Olfactory pursuit: catching a moving odor source in complex flows
A hybrid algorithm combines Infotaxis with predictive control to catch moving targets using intermittent scent signals.
A team of researchers including Maurizio Carbone has published a new paper on arXiv, 'Olfactory pursuit: catching a moving odor source in complex flows,' tackling a fundamental robotics challenge. The problem involves an autonomous agent locating and intercepting a moving target using only intermittent, delayed, and turbulent-mixed odor signals—a scenario akin to an animal tracking prey. The researchers framed this as a Partially Observable Markov Decision Process (POMDP), where the agent maintains a belief over the target's position and velocity. They computed quasi-optimal policies by solving the Bellman equation and benchmarked them against established strategies like Infotaxis.
They discovered that purely exploratory policies like Infotaxis work well when a target changes direction frequently but fail dramatically when it moves persistently. To solve this, the team introduced a novel, computationally efficient hybrid policy. This heuristic combines the information-gathering strength of Infotaxis with a 'greedy' predictive value function derived from a related, fully observable control problem. The result is a robust strategy that achieves near-optimal performance across all target persistence times and substantially outperforms older methods.
The new policy demonstrated strong robustness in complex simulations, including scenarios with continuous target motion, model mismatch, and more accurate plume dynamics.

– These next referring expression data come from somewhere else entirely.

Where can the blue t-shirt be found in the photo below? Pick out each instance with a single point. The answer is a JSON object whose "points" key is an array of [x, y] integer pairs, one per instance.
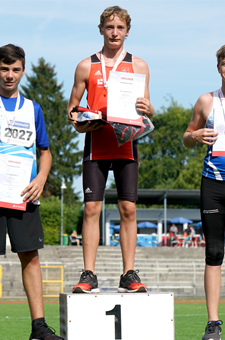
{"points": [[41, 140], [41, 134]]}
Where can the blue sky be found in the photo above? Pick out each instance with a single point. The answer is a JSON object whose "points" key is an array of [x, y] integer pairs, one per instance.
{"points": [[178, 39]]}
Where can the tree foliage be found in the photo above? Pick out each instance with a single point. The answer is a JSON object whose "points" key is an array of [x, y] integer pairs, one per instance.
{"points": [[50, 212], [42, 87], [165, 163]]}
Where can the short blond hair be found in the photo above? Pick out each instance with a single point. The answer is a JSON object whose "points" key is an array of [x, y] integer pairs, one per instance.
{"points": [[115, 11], [220, 54]]}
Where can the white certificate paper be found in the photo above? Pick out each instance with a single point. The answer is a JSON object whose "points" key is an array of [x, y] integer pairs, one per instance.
{"points": [[219, 145], [123, 91], [15, 175]]}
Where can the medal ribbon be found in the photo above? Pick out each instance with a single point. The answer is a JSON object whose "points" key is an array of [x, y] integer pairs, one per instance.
{"points": [[120, 58], [2, 108]]}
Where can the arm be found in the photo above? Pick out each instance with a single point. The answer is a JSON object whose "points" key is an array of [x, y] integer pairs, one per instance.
{"points": [[196, 131], [143, 104], [34, 190], [79, 86]]}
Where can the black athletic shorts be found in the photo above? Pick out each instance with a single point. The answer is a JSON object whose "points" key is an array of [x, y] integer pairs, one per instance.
{"points": [[213, 219], [95, 174], [24, 229]]}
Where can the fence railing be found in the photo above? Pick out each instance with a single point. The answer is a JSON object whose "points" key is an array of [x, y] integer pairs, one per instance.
{"points": [[183, 277]]}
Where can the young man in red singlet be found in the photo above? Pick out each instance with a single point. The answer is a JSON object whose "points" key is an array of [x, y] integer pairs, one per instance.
{"points": [[209, 111], [102, 153]]}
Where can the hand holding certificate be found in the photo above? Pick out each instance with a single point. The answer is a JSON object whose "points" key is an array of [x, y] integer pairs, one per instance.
{"points": [[15, 175]]}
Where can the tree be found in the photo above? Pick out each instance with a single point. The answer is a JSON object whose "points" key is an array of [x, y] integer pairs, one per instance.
{"points": [[165, 163], [42, 87]]}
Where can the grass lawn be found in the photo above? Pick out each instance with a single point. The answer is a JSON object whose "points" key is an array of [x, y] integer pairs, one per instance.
{"points": [[190, 320], [15, 323]]}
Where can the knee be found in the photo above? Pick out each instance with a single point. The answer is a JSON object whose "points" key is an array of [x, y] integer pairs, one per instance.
{"points": [[92, 209], [29, 258], [128, 210], [214, 256]]}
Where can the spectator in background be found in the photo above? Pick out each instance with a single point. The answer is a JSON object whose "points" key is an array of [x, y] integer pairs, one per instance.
{"points": [[193, 237], [174, 230]]}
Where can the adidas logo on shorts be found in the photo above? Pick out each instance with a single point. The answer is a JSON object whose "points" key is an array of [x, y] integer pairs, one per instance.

The research identifies predictive inference of target motion as the critical component for effective search in information-poor, dynamic environments. This work provides a general framework that could significantly enhance the capabilities of search-and-rescue robots, environmental monitoring drones, or any autonomous system operating based on sparse, noisy sensory data.

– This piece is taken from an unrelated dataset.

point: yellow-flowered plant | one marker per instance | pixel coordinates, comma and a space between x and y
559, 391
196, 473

- Formulates odor tracking as a POMDP and solves for quasi-optimal policies via the Bellman equation, benchmarking against Infotaxis.
- Introduces a hybrid policy combining Infotaxis with a predictive 'greedy' controller, achieving near-optimal performance and beating purely exploratory methods.
- Demonstrates robustness in complex scenarios including continuous target motion and model mismatch, identifying predictive inference as key.
Why It Matters
Provides a robust framework for autonomous robots to perform critical tasks like search-and-rescue or pollution tracking using unreliable sensory data.